Recently, tightrope daredevil Nik Wallenda bridged the void between the United States and Canada by walking over Niagra Falls on a taut wire (read about it here). Millions of people watched the televised feat, caught up in the suspense of one man battling the dark misty night over the roaring falls. After a thirty minute walk, Wallenda was welcomed to the Canadian side by a crowd of 100,000 cheering fans, accomplishing what no man had done in 118 years.
While Wallenda’s stunt garnered the attention of so many people, every single day each of us struggles to balance, often alone, on our own tight rope stretched over a similar void - unhappiness. Where the Niagra stunt took thirty minutes to accomplish, our own balancing act takes our entire adult life.
For the last year, I have been adjusting to my newly chosen life as a private lesson teacher. For the past five years, as a band director, I had certain challenges to my balance - where Wallenda had the dark blinding him, the mist condensing on his rope, and the roaring current pouring over the cliffs, I was challenged by the stress of performance expectation, the day to day business of running a high school band, parents, and the time required to feel accomplished in my efforts. Part of the reason I stepped off the band directing tight rope was to have more control over the last - my time. In my new life, this has truly been the hardest challenge.
Band directing, or teaching in general, has a tendency breed workaholics. Though the work day finishes, many teachers choose to stay beyond regular hours. As a band director, I had planning meetings, rehearsals, booster meetings, after-hours school commitments, lesson planning, etc. My associates taught sectionals, ran jazz band and percussion rehearsals, and attended weekend competitions for various band related activites. The list goes on.
Stepping out of this life, only having to work the hours I chose to work, I assumed my work-life would balance itself against my personal life on its own. What I didn’t figure is that I wouldn’t know how to not work.

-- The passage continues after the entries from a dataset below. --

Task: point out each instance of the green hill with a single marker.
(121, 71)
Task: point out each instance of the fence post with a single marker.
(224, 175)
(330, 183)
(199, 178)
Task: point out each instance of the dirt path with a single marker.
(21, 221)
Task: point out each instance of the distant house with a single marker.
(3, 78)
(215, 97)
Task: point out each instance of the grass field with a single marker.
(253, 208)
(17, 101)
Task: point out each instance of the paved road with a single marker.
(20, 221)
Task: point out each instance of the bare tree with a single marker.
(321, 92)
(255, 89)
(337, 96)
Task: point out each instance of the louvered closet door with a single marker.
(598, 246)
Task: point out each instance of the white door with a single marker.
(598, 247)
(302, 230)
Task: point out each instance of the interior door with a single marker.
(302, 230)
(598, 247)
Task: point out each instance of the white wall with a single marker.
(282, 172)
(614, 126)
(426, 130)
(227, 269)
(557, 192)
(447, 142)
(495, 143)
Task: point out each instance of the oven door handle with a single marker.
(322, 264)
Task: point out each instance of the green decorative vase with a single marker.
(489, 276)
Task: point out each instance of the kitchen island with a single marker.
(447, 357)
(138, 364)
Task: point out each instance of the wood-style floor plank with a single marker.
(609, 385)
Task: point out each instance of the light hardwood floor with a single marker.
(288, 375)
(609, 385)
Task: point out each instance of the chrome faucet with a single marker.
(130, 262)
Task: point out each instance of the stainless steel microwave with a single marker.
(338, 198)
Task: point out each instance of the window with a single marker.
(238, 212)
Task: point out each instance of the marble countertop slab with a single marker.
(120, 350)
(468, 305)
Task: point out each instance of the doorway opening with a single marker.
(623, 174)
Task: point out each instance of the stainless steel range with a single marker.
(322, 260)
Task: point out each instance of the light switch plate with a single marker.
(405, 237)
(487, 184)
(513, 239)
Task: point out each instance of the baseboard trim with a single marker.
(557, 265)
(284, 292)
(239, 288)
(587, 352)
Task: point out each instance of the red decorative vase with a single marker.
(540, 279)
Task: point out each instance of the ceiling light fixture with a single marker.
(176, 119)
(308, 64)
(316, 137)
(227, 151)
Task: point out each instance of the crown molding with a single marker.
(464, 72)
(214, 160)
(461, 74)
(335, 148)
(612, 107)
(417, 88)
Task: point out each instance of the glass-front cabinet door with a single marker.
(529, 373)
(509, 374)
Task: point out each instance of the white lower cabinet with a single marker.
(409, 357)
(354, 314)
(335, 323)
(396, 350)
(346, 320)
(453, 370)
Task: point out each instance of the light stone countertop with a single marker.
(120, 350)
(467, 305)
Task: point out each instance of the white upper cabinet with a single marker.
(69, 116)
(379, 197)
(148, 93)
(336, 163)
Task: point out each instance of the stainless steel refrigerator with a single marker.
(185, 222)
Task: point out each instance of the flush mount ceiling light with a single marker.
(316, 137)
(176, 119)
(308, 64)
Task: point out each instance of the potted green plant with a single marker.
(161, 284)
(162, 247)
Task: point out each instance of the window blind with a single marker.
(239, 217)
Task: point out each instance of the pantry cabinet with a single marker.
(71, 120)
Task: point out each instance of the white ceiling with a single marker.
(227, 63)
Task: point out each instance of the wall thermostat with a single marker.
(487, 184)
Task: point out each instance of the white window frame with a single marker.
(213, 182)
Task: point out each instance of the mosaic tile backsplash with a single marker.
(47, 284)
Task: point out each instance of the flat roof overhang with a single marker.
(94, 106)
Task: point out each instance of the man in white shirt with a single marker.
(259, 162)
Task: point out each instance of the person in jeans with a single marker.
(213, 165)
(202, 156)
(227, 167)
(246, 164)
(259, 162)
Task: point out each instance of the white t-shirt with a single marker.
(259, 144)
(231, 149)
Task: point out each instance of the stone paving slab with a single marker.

I worried that if I wasn’t careful, I would succumb to the same routine I experienced as a band director.
This summer, I pledged to make sure to give myself days off. During the school year, while the hours I worked per week were less, I was working seven days a week. It has been weird, waking in the morning and knowing I don’t have to do do anything for my job. Instead, I am able to fill my time with ME.
Finding time for me has settled down the currents battering my own wire. I am learning how to be “off,” and that every waking minute doesn’t have to be filled with work. I can still be productive - building personal relationships, working around the house, pursuing individual projects, training for a triathlon - but it doesn’t have to be work. I also give myself permission to relax, catching up on reading or TV shows I have missed. Having time for yourself builds the balance we all strive to achieve.
We frequently chain ourselves to our situations, crying about their permanence, but every situation is mutable. Create the right conditions to traverse the void in your life and ease the buffeting forces threatening to knock you from your happiness. Balance is possible.
Not to take anything away from Nik Wallenda’s accomplishment, but due to ABC’s insurance concerns, had his balance abandoned him, a safety harness would have caught his falling body before it plunged into the dangerous falls. We do not have the same luxury. Find your own balance before life forces you to take the plunge into the unhappiness that waits the unbalanced life.